Curious about intermediate mean between arithmetic and geometric, I noticed that all follow pattern
$M(\space f \space,\space x[1,2,...,n] \space,\space w[1,2,...,n] \space)=f^{-1}(\frac{w[1]\space*\space f(x[1]) \space+\space w[2]\space*\space f(x[2]) \space+\space ... \space+\space w[n]\space*\space f(x[n])}{w[1] \space+\space w[2] \space+\space ... \space+\space w[n]})$.
Arithmetic has $f=I=ln^0$, geometric, $f=ln=ln^1$. What would be intermediate of $ln^0$ and $ln^1$? I think it's $\sqrt{ln}$, ie functional square root (https://en.wikipedia.org/wiki/Functional_square_root). This falls on composite functions, more specifically finding $f$ such that $f\circ f=ln$.
There are a lot of possibilities but not all like taylor series with continuous derivatives, eg half-exponential (https://en.wikipedia.org/wiki/Half-exponential_function) with conditional branches and discontinuous second derivative. Comparing taylor series of $F$ and $f\circ f$ makes me think that maybe there is an official $f$ to be finded.

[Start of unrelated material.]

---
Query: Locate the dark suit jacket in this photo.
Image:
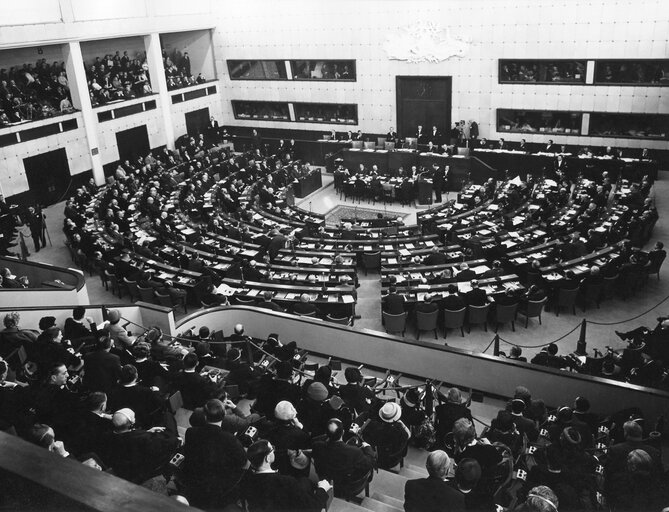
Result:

Even doesn't exists closed formula, can we find the taylor series up to a arbitrary degree of a half iteration function? If no, how to find a formula with at least the continuous derivatives of our preference?

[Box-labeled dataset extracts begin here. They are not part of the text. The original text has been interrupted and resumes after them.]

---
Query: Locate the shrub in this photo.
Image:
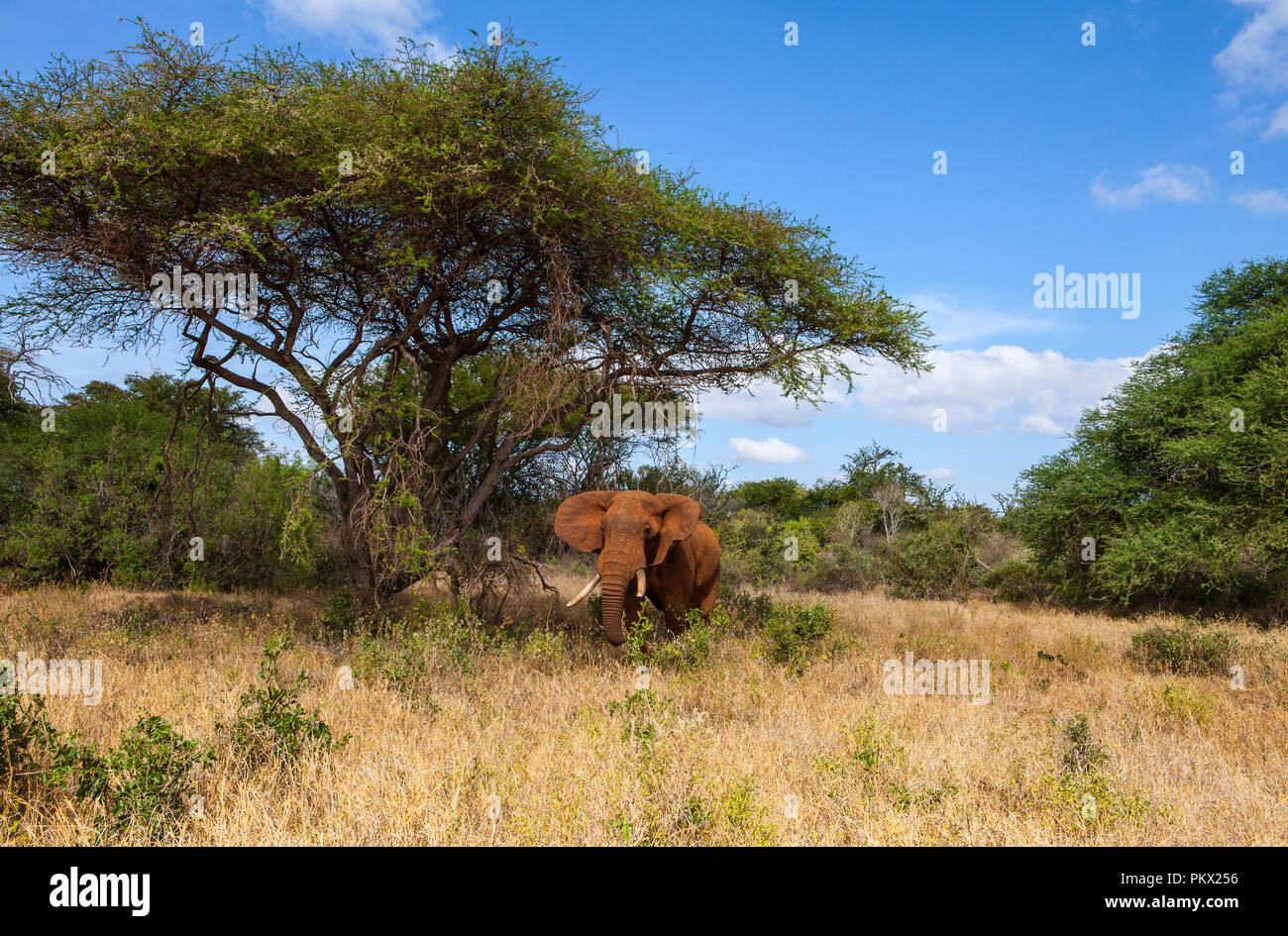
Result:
[718,589,774,630]
[889,520,975,597]
[1129,627,1237,676]
[0,695,214,841]
[0,676,78,825]
[794,542,881,592]
[77,716,215,840]
[1060,714,1109,774]
[763,604,836,674]
[219,635,349,765]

For now I don't know about taylor series of $F=f\circ f$ but if can then may be converted to closed form with generator function. Since it is like $\sqrt{exp}$, $\sqrt{ln}$, ..., we can see the link https://en.wikipedia.org/wiki/Half-exponential_function with more attention.

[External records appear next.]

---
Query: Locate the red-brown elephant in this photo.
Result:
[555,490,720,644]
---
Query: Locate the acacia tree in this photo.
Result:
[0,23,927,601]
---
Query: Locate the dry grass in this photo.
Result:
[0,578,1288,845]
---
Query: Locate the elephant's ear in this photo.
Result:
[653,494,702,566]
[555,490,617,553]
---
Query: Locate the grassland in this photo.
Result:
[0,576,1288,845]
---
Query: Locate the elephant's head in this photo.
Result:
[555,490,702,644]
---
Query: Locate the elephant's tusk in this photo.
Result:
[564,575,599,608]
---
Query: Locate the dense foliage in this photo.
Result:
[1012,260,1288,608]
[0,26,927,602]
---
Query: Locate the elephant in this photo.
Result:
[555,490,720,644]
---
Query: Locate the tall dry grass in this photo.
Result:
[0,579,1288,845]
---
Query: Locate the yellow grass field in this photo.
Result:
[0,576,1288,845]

We can understand it like this: as with $F=exp$, POSSIBLY if another $F$ is an increasing continuous bijector then there is $f$ such that $F=f\circ f$ and
$f(x) = \begin{cases} F^{-1}(f(F(x))) & x<A \\ g(x) & A\leq x\leq B \\F(g^ {-1}(x)) & B<x\leq C \\ F^{-1}(f(F(x))) & C<x \end{cases}$
where $g:[A,B]\to [B,C]$ is increasing continuous bijector. If we understand how this recursion works, we can also "define this possibility" better.
To be continued...
If you give me a better answer than what I'm thinking (in advance), I'll accept it as the solution.